Pension income splitting requirements

You (the pensioner) may be able to jointly elect with your spouse or common-law partner (the pension transferee) to split your eligible pension income if you meet all of the requirements:

  • you are married or in a common-law partnership with each other in the year and were not, because of a breakdown in your marriage or common-law partnership, living separate and apart from each other at the end of the year and for a period of 90 days or more beginning in the year (see the note below); and
  • you were both residents of Canada on December 31 of the year; or
    • if deceased in the year, resident in Canada on the date of death; or
    • if bankrupt in the year, resident in Canada on December 31 of the year in which the tax year (pre- or post-bankruptcy) ends.
  • you received pension income in the year that qualifies for the pension income amount.
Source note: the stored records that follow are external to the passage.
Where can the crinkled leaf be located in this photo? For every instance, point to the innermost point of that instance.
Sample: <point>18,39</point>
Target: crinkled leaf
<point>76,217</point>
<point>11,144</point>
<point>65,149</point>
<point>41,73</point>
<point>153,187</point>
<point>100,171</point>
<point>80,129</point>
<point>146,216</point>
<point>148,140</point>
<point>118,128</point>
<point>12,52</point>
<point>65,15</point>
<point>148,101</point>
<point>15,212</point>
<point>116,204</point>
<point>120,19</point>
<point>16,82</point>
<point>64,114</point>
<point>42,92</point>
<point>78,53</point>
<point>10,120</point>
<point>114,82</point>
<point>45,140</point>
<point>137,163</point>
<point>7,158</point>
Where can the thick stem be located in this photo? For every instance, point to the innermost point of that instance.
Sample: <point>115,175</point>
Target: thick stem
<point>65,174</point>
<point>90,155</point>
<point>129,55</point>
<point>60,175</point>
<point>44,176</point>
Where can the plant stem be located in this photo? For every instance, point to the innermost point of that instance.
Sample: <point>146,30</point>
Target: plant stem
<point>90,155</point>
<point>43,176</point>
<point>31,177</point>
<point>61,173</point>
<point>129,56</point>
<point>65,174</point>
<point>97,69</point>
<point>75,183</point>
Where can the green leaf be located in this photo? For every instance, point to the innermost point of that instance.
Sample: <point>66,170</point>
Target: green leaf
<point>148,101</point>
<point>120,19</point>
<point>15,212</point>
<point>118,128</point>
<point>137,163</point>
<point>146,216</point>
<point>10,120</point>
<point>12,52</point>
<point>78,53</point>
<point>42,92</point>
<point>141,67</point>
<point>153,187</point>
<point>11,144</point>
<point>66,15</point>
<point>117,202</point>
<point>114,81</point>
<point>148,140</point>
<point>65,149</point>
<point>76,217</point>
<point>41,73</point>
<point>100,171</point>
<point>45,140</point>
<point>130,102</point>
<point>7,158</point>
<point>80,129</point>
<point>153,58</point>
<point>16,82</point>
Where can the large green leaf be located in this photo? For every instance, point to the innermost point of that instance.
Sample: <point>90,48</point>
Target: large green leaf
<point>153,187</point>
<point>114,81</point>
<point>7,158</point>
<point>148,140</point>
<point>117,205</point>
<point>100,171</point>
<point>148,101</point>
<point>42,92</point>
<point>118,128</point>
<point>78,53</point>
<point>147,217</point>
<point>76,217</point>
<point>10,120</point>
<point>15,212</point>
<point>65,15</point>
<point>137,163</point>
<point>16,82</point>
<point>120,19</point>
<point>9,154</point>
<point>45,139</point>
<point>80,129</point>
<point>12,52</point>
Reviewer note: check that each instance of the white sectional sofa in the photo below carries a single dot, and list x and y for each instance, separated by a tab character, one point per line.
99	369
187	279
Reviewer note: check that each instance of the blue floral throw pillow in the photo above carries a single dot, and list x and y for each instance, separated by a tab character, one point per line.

What is eligible pension income?

Eligible pension income is generally the total of the following amounts received by the pensioner in the year (these amounts also qualify for the pension income amount):

  • the taxable part of life annuity payments from a superannuation or pension fund or plan; and
  • if they are received as a result of the death of a spouse or common-law partner, or if the pensioner is 65 years of age or older at the end of the year:
    • annuity and registered retirement income fund (including life income fund) payments;
    • registered retirement savings plan (RRSP) annuity payments; and
    • certain amounts received under a retirement compensation arrangement.

Pension income that is not eligible

The following amounts received by the pensioner are not eligible for pension income splitting:

  • old age security payments;
  • Canada Pension Plan, Quebec Pension Plan;
  • any foreign source pension income that is tax-free in Canada because of a tax treaty that entitles you to claim a deduction at line 256;
  • income from a United States individual retirement account (IRA); or
  • amounts from a RRIF included on line 115 and transferred to an RRSP, another RRIF or an annuity.